The rivers represent a great energy potential, which is mainly used to generate electricity. Electricity generation amounts to 9.2 billion kWh (2014), about half each from oil and half from hydropower. The joint use of the hydropower reserves of the border river Kunene was decided with Namibia.
The manufacturing industry had largely collapsed as a result of the war. Its contribution to GDP is now 8.6% again. Important sectors are the processing of crude oil, the food and textile industry and the building materials industry. They focus on the capital Luanda and others. larger port cities.
The tourism is poorly developed (2013: 536,000 foreign guests), but has the natural conditions – beaches and natural parks (u a Kissama National Park south of Luanda; Iona- and Cameia National Park..) – great opportunities. The precarious security situation (e.g. landmines that have not yet been cleared, etc.) are currently preventing a rapid expansion of tourism.
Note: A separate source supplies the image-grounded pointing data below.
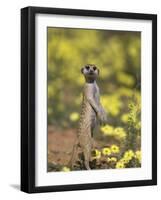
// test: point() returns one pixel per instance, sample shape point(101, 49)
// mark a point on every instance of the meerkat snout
point(90, 70)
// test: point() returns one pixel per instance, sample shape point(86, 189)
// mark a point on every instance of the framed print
point(88, 99)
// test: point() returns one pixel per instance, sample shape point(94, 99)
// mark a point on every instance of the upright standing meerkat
point(91, 114)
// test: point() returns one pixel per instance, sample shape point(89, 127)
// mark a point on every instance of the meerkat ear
point(82, 70)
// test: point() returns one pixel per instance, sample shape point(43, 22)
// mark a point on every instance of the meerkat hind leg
point(74, 155)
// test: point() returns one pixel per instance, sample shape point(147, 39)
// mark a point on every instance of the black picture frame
point(28, 98)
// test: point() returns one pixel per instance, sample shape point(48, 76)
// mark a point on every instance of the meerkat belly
point(87, 122)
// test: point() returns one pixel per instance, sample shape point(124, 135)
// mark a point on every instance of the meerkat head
point(90, 72)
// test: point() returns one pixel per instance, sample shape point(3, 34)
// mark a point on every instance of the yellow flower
point(107, 129)
point(97, 154)
point(124, 160)
point(112, 159)
point(74, 116)
point(128, 155)
point(125, 117)
point(65, 169)
point(119, 132)
point(106, 151)
point(115, 149)
point(138, 155)
point(120, 165)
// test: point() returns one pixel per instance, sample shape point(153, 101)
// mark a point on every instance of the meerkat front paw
point(102, 117)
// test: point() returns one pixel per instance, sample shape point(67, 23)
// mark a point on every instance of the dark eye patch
point(87, 67)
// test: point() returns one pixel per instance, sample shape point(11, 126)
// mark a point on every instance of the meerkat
point(91, 114)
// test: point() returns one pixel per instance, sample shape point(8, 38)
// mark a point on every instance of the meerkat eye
point(87, 67)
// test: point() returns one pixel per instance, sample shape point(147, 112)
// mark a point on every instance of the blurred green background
point(117, 54)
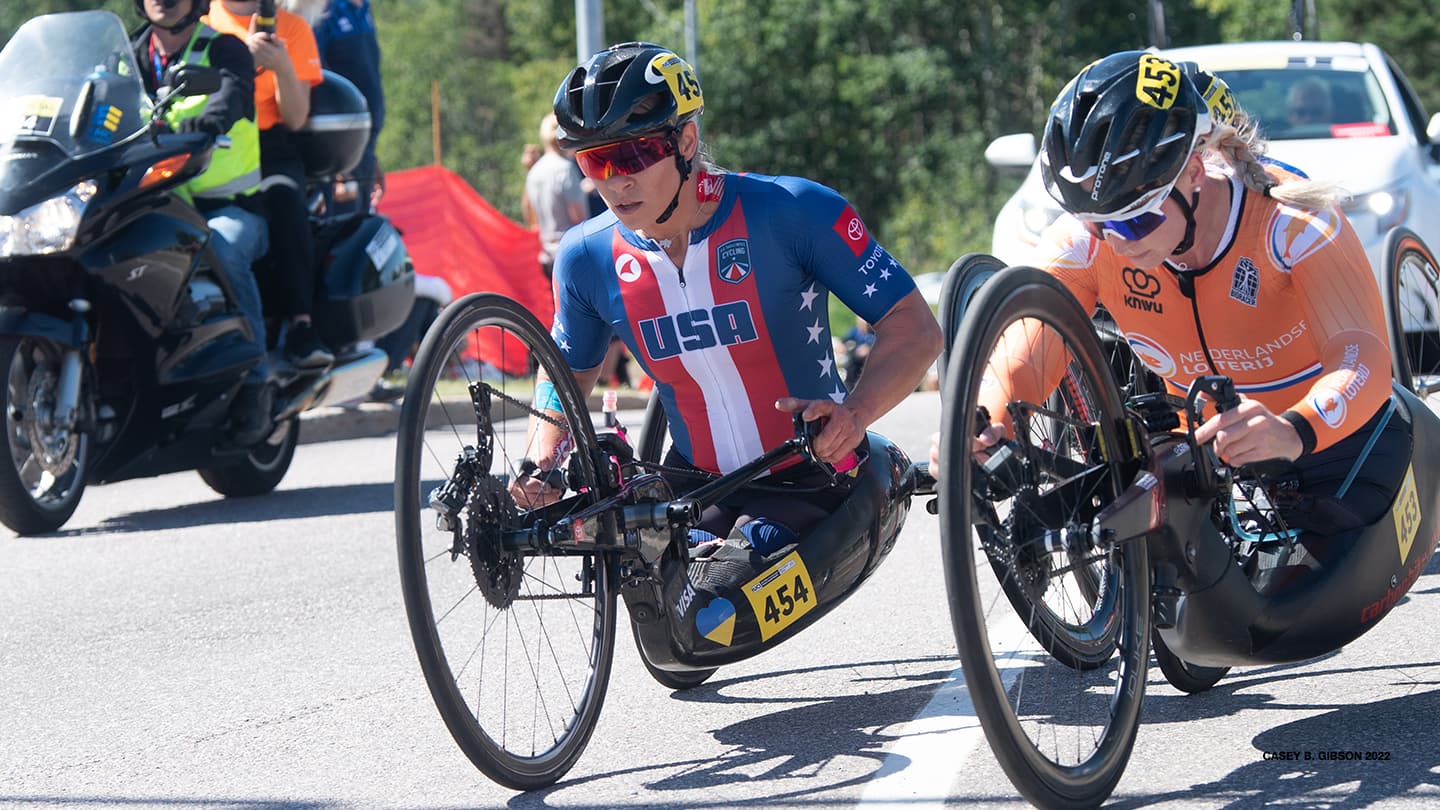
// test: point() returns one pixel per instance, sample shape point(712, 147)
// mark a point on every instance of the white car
point(1374, 139)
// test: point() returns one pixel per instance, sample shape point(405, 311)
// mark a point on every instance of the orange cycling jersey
point(1288, 309)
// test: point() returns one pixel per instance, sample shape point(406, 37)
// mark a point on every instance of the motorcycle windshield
point(68, 87)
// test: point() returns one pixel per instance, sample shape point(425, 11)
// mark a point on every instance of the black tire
point(1184, 675)
point(259, 470)
point(959, 286)
point(650, 448)
point(1411, 294)
point(516, 646)
point(39, 486)
point(1063, 734)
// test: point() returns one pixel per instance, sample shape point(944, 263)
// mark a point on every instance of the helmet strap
point(684, 165)
point(1188, 209)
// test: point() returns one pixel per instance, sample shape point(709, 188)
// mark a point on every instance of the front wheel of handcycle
point(1051, 623)
point(1411, 296)
point(516, 642)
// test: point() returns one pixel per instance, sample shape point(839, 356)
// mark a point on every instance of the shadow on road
point(1393, 731)
point(763, 748)
point(280, 505)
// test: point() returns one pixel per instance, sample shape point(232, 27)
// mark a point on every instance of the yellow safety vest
point(235, 170)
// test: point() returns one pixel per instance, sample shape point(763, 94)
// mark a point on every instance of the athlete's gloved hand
point(843, 433)
point(1250, 433)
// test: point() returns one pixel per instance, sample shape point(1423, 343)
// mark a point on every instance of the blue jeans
point(238, 239)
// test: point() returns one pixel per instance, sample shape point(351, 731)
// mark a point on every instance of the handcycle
point(1103, 529)
point(513, 610)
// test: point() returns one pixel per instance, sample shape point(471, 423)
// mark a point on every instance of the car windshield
point(68, 87)
point(1314, 98)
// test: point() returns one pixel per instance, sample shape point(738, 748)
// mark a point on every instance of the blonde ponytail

The structure of the transport network has been shaped to this day by the requirements of the export-oriented economy during the colonial era, when raw materials were transported from extraction areas to the export ports. Almost all traffic connections have been destroyed by the civil war; reconstruction is hampered by mines. The railway network consists of three main lines that end in the port cities of Luanda, Lobito and Namibe. The most important line is the Benguela Railway, built in 1932, which connects Lobito with the copper belt of the Democratic Republic of the Congo and with Zambia. The road network has a length of around 54,000 km, of which around 8,000 km are paved. The main sea ports are those of Luanda, Lobito, Namibe and Cabinda (oil port). The inland waterway network covers around 1,300 km. The international airport is located near the capital Luanda; there are also around 30 small airports and 145 runways.